Here’s what I’m working on:
– Data acquisition: converting, QAing, and publishing as a CSV the entire NHL Play by Play with shot locations rolled in from the NHL RTSS feed. Do all leagues publish multiple pages of data with no simple key (e.g. eventid) to allow easy combining of such data? Or only the NHL?
– Temporal Corsi … analysis based on time characteristics of shot data. My goal is to create a metric that combines rush shots, rebounds, and cycles to provide a measurement that gives the summary time information related to a teams shot metrics.

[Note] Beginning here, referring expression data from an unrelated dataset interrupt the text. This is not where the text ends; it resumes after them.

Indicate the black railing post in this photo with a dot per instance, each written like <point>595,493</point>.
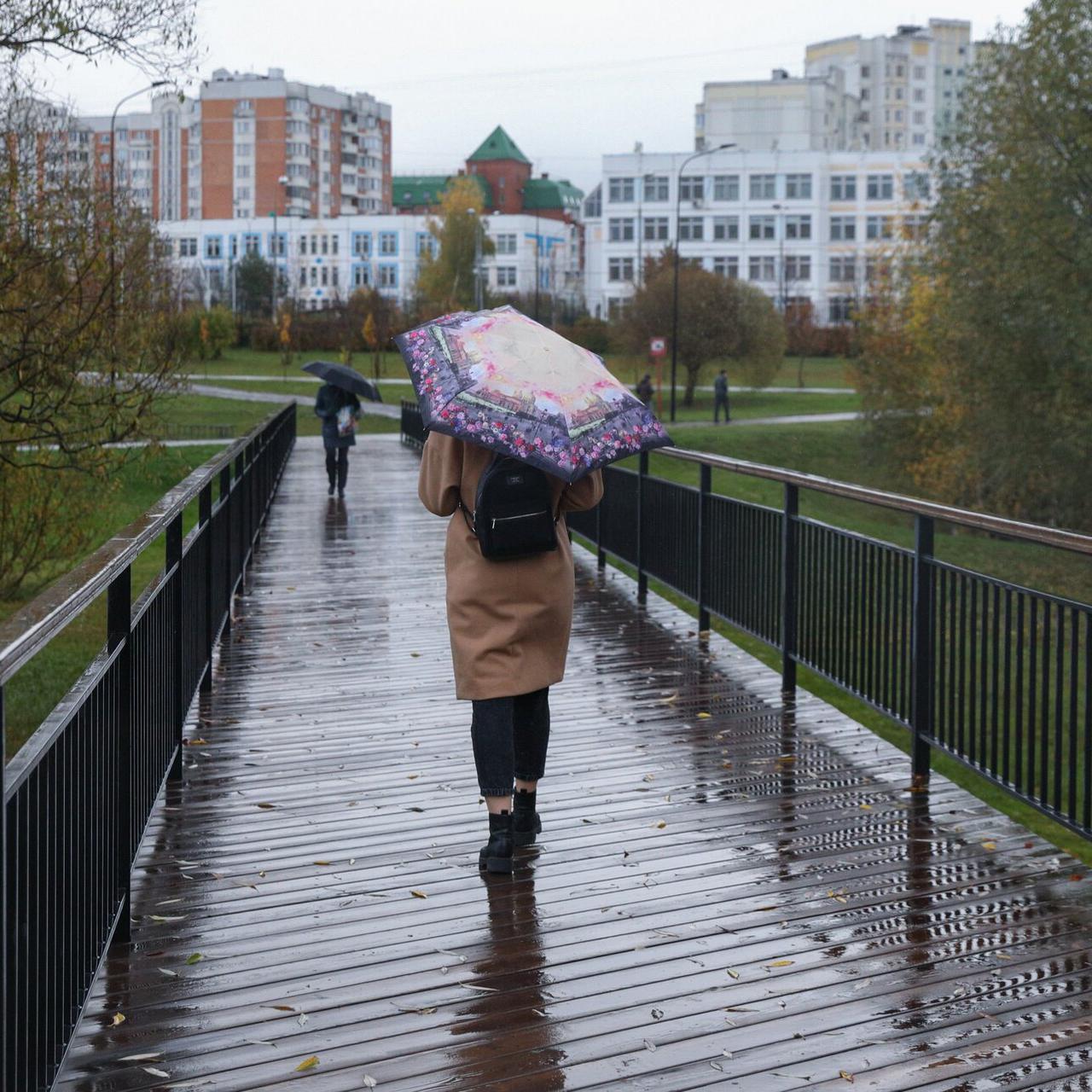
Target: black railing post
<point>788,590</point>
<point>705,486</point>
<point>921,653</point>
<point>205,521</point>
<point>174,561</point>
<point>118,638</point>
<point>7,938</point>
<point>642,579</point>
<point>224,519</point>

Since rushes and rebounds are currently being used in shot quality calculations, this naturally led to:
– Shot quality analysis, using location, shot type, and temporal Corsi measures. Shot quality, or rather, not accounting for shot quality, has always been a controversial aspect of shot metrics. It’s “unintuitive” to most hockey observers to say that shot quality doesn’t matter. There is work being done to measure and include shot quality. However, most current (e.g. war-on-ice) shot quality measures use location and time, but not shot type. This seems like a fatal flaw to me, and my data analysis will show why.
And a couple of mental exercises:
1 – Though I’m not a gambler at all, the data above makes it easy to create a shot-based simulation of every game and produce probabilities of certain outcomes.
2 – A Bayesian estimator of goalie quality (this has been done before, but it’s a way of getting my head wrapped around Bayesian statistics).